Action N°4 : travailler avec les structures de mise en réseau des dirigeants pour développer les outils d’une culture numérique et de l’inclusion
[Responsables : Etat, CJDES, CJD, … etc.]
Parmi les structures qui participent à la mise en réseau des acteurs de dirigeants d’entreprises, certaines peuvent être naturellement plus sensibles aux questions de culture numérique en général et d’inclusion numérique en particulier. Nous pensons par exemple au Centre des Jeunes Dirigeants (CJD) et au Centre des jeunes, des dirigeants, des acteurs de l’économie sociale (CJDES). Une action spécifique à destination de leurs membres doit être élaborée par les organisations volontaires, le cas échéant accompagnées par des organisations publiques compétentes.

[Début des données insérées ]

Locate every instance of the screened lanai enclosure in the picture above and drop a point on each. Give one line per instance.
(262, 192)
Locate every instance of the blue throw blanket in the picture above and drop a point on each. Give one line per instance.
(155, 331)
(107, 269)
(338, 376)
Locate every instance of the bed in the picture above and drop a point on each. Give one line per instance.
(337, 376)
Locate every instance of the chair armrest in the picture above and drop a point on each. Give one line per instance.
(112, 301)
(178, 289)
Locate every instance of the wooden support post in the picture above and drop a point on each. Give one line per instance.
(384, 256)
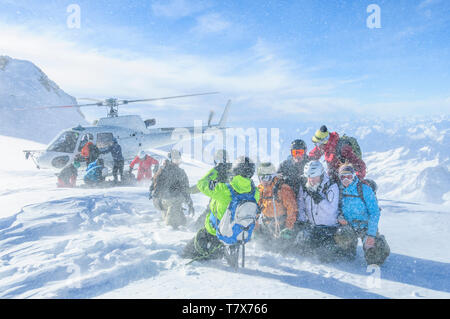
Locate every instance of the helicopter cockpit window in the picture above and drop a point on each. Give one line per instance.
(84, 140)
(65, 143)
(104, 140)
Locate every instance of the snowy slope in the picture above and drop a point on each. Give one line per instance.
(23, 85)
(111, 243)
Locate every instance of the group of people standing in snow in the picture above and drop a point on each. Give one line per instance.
(96, 170)
(302, 207)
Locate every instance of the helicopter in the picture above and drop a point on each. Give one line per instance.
(131, 132)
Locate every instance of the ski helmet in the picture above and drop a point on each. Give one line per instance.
(244, 166)
(298, 144)
(174, 156)
(322, 135)
(313, 169)
(266, 169)
(345, 237)
(220, 157)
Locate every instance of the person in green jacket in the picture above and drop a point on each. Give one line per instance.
(205, 245)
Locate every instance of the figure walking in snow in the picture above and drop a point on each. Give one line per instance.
(145, 162)
(318, 204)
(335, 152)
(360, 217)
(170, 189)
(278, 208)
(116, 152)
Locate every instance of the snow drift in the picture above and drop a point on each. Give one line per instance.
(23, 85)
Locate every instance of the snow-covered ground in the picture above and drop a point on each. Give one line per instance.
(111, 243)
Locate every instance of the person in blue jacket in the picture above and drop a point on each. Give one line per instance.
(359, 217)
(94, 172)
(116, 152)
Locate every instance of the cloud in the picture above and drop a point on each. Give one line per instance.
(178, 8)
(211, 23)
(426, 3)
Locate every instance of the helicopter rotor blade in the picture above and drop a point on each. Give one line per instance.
(165, 98)
(58, 107)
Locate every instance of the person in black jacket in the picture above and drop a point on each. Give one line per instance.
(116, 152)
(170, 189)
(292, 168)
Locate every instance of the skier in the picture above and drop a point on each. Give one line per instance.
(206, 245)
(116, 152)
(95, 173)
(170, 189)
(145, 162)
(318, 203)
(292, 168)
(327, 144)
(223, 168)
(68, 175)
(278, 207)
(89, 152)
(360, 217)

Comment financer cette priorité ?
Des formations sont parfois déjà en place. Il faut faire évoluer ces programmes et les méthodes pédagogiques dans le sens de la recommandation. Il faut systématiser leur présence dans les formations des futurs ingénieurs, cadres, etc., et ce sans avoir attendre les stades ultimes des cursus.
Des enseignants disposent des compétences pour diffuser cette littératie numérique à destination des décideurs et futurs décideurs : enseignants en épistémologie des sciences, en sociologie de l’innovation, en sociologie des technologies, en STS, en management du changement, etc.